「俳優は聴者の仕事だと思っていました」ろう者の俳優・忍足亜希子が感じる映画業界の変化と演技を通して世の中に伝えたいこと
「手話は見る言葉」という吉沢亮のコメントがうれしかった
――幼い頃の大は「お母さん大好き」ですよね。でも成長して次第に自分の親は、友だちの親とは違うことに気づいて悩み始めるシーンは、大が家族の問題に初めてぶつかったと思いました。 両親に聴力がなく、手話でしか会話できないことを友だちにはからかわれるし、「なぜ僕の家だけ」と葛藤を覚えはじめます。思春期と重なったこともあり、大は反発して手話で話さなくなっていきますが、明子は負けずにどんどん手話で話しかける。でも大は振り向いてくれない……という時期が長く続くんですね。 私は息子だからこじらせたのかなと思いました。娘だったら、こんなに長く親と距離を取らなかったのではないかと思います。 ――忍足さんには娘さんがいるんですよね。 12歳の娘とはコミュニケーションも多く、「お母さん、おもしろいね」とよく言われます(笑)。親子ですがいつも対等な感じがするんです。私たち親子は手話のコミュニケーションがいい方向に作用しているのかもしれません。 ――息子の大を演じた吉沢亮さんも本作では手話に挑戦していました。共演はいかがでしたか? 素晴らしかったです。吉沢さんは、普通のセリフも話しつつ、家族のコーダとしての役割、そして自分の気持ちを手話で表現するという、3つの難しい要素をこなさなければなかったので、撮影の合間などは声もかけられないくらい役作りに集中されていました。 過酷だったと思うので「吉沢さんが手話嫌いにならないといいな」と心配をしていましたが、「手話は見る言葉、相手と目を合わせなければ会話が成立しないんですね。
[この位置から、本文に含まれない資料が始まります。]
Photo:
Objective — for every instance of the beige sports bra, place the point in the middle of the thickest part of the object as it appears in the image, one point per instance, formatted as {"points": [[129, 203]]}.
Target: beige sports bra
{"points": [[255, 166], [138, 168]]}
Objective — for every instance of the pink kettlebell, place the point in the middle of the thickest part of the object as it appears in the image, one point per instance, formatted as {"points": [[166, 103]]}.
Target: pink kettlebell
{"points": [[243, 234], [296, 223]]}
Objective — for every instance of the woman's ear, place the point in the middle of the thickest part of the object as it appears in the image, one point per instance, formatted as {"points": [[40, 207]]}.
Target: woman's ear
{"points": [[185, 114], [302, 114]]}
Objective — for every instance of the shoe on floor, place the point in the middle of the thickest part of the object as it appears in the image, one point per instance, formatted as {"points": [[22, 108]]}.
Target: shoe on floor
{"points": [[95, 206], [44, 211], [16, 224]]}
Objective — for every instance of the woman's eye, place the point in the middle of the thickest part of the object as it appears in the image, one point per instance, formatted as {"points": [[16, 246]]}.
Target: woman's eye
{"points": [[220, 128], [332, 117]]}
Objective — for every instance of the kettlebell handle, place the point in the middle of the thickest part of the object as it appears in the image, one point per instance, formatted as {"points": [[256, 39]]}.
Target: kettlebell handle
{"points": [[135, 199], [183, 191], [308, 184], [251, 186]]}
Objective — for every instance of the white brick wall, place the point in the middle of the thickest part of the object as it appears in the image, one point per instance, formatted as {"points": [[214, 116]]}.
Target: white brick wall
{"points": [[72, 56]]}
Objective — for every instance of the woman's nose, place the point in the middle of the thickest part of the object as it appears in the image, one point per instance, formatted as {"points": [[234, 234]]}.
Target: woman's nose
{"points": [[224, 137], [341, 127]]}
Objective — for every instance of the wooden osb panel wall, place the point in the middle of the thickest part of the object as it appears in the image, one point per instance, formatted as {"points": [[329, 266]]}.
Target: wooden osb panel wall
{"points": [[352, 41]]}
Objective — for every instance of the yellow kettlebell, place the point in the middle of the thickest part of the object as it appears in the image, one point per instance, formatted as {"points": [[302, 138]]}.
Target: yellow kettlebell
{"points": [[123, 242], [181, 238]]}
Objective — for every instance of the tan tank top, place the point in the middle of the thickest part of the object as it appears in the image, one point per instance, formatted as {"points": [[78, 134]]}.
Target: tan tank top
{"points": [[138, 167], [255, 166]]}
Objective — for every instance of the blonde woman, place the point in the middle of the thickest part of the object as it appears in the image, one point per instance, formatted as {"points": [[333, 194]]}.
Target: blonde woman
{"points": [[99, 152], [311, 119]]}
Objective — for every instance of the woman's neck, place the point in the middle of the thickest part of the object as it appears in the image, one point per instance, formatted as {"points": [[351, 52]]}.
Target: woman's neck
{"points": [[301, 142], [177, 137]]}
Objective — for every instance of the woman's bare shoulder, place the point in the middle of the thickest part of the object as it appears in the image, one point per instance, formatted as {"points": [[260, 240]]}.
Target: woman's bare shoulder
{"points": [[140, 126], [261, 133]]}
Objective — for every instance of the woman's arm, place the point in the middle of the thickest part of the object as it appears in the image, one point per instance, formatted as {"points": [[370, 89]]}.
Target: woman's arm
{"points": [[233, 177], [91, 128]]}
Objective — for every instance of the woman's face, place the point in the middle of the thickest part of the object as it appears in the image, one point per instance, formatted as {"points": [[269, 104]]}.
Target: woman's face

すごくおもしろいです」と言ってくださって、ホッとしました。
なりたい仕事に就けない、夢は持てないと言われてきた
――忍足さんのキャリアについて聞きたいのですが、1999年に映画『アイ・ラヴ・ユー』で、日本初のろう者の主演俳優としてデビューしましたが、子どもの頃から俳優に憧れていたのでしょうか? 俳優になろうなんて、まったく考えていませんでした。俳優は聴者の仕事だと思っていたので。演じるときは、スタッフやキャストの皆さんとの言葉のコミュニケーションが必要ですよね。だから、ろう者には向いていないと思っていました。 それに子どもの頃、ろう学校の先生に「キャビンアテンダントになりたい、俳優になりたい、いろいろな将来の夢があるかもしれないけど、ろう者は会話ができないから無理だよ」と言われたんです。だから俳優の仕事は選択肢にありませんでした。 ――映画のオーディションに挑戦したのは、特別な理由があったのですか? 友だちがとても熱心に『アイ・ラヴ・ユー』のオーディションを受けなよ!と勧めてきたんです。「じゃあ受けてみようかな」と思ったのがきっかけですが、もうひとつ理由があります。それは、この映画に出演すれば、本当のろう者の世界をもっと世間の人に知ってもらえるかもしれないと思ったからです。 ――ろう者のイメージを一新したい気持ちがあったのですか? 映画やドラマで、ろう者が登場する作品は多くありますが、どれも描き方が暗いんです。“孤独、寂しい”というステレオタイプのろう者として描かれることが多く、「そうじゃないのに」と思っていました。手話にもいろいろなスタイルがありますし、ろう者にもいろいろなタイプの人がいます。リアルな“ろう者の世界”をみなさんに知ってほしいと思いました。